There is another problem. For all their efficiency, heat pumps draw on electricity that in Germany is largely still supplied by hydrocarbons. True, on good days solar and wind power now generate well over half the power supply. But with demand expected to grow by 20% by 2030—pushed up by millions of new electric cars and now heat pumps—the addition of renewables capacity will need to speed up markedly. So will investment in the already stressed distribution network, which must increasingly cope with capricious wind and solar rather than steady thermal inputs.

And so, say many experts, will investment in dirty old thermal plants.

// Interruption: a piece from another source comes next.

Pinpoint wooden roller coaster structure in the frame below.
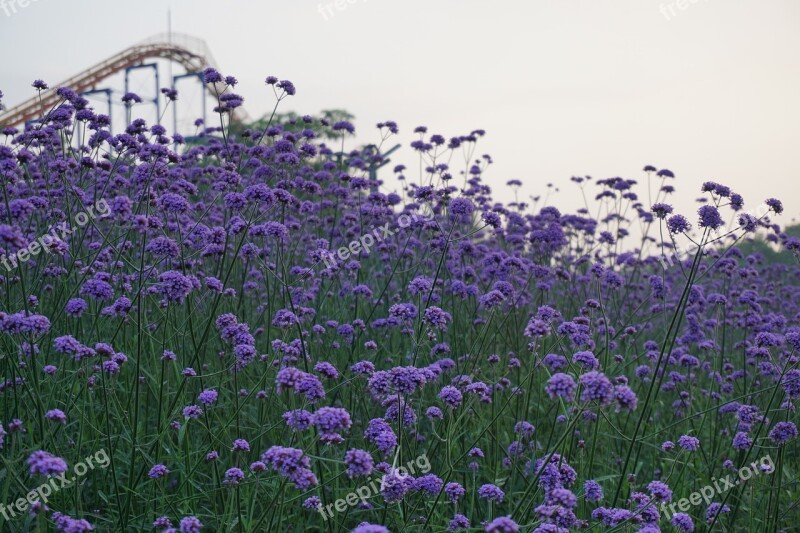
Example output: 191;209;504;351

A recent report on bottlenecks to German growth from Deutsche Bank is categorical: “The basic problem is that no cost-effective electricity-storage technologies on a large industrial scale are in sight…Germany will therefore continue to rely on traditional back-up power-generation capacity.” This means not just gas and coal but even stinkier domestic lignite: scrambling in 2022 to make up for cut-off Russian gas supplies, it relaunched no fewer than five mothballed “brown coal” plants.

Hans-Werner Sinn, an economist in Munich, is also blunt. The 40% decline since 1990 in the amount of CO 2 that Germany emits, he said in a recent lecture, was reached by plucking “low-hanging fruit”, such as letting grimy smokestack industries in former East Germany die. In Germany’s current primary-energy mix, including such things as fuel used for transport and heating as well as electricity generation, the share of renewables still remains below 20%. Given that Germany abandoned nuclear energy earlier this year, Mr Sinn reckons that making the remainder clean would mean covering some 2% of Germany’s surface, as much as its entire transport network, in wind and solar farms. Maybe Germany should have invested in more nuclear power instead.